Wednesday, June 22, 2005

Blair Witch Project, Afghanistan, and Irrational Exuberance

[Note: I started this yesterday and should have posted it with the movies/war post--would have better explained my meaning.]

What the discussion over the Downing Street Memos lacks (see Crooked Timber, Dan Drezner, Kevin Drum) is the climate of opinion in summer 2002. This is how I remember it, without doing any research in old papers.

Remember that the history of Afghanistan was up and down, just enough to be suspenseful. Bush gave the Taliban a time limit to get rid of bin Laden, it expired, we saw some military moves, there was some speculation on the left and in the media about how the Northern Alliance and we were bogged down, then all of a sudden the air campaign took effect, the Taliban collapsed and everything seemed rosy. Speaking for myself, I exhaled a big sigh of relief. I don't remember significant opposition to the war, there were just enough problems for us all to feel relieved and joyous when Kabul fell.

What lessons did we draw from Afghanistan? Perhaps the same sort of lessons we learned when Netscape had its IPO--irrational exuberance. Particularly in the Pentagon--we had a new way of war, precision munitions, low casualties, and devastating effectiveness. So Bush, Cheney, and Rumsfeld justifiably felt their judgment was vindicated, their arms powerful. Liberals like me, who had been ready to leap on Bush for miring us in another Vietnam in Afghanistan, lost confidence. There was a new conventional wisdom abroad.

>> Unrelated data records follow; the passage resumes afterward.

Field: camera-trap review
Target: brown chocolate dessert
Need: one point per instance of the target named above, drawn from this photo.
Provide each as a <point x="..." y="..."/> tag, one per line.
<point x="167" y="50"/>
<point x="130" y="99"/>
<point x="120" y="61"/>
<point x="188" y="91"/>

In sum, the Afghanistan war was an exception to Harshaw's Rule no. 1, you always fail the first time. But maybe I can get a reprieve for my rule, by adding a corollary: "but if you do succeed the first time, you'll get a big head." Witness the Blair Witch Project. Perfectly amazing success. But what was the name of the sequel? Very often in the history of movies the sequel is much inferior to the initial success (the Bridget Jones and Ocean's 11 sequels are examples).

Anyhow, in this theory Bush and Rumsfeld, enthused by their Afghanistan hit (pun intended), decided for a sequel in Iraq. I think it's true, as most of the bloggers on the Downing Street papers say, that they believed that Iraq had some WMD and wanted WMD and was bad and should be taken down. I also think they screwed the planning because of the euphoria from Afghanistan. They thought it'd be easy because Afghanistan had been easy. I'd also blame us liberals--I don't remember any vigorous opposition. There was a sneaking suspicion that Bush might be right, at the very least the country mostly was behind him. The most Congressional Democrats could do was to push for going to the UN. But that was just a slower road to the same destination. (No one ever came up with an alternative to war that seemed reasonable--doing nothing rarely seems reasonable.)

As E.J. Dionne said in yesterday's Post the administration fooled themselves. (Just as the producers of the Blair Witch sequel fooled themselves.)

2 comments:

Anonymous said...

That was a very balanced analysis. I hope the sequal succeeds. I think it will. It must.

Bill Harshaw said...

Thanks. I too hope it succeeds. But I'm not sure what success looks like. Right now I think I'm probably more optimistic than the pessimists and more pessimistic than the optimists.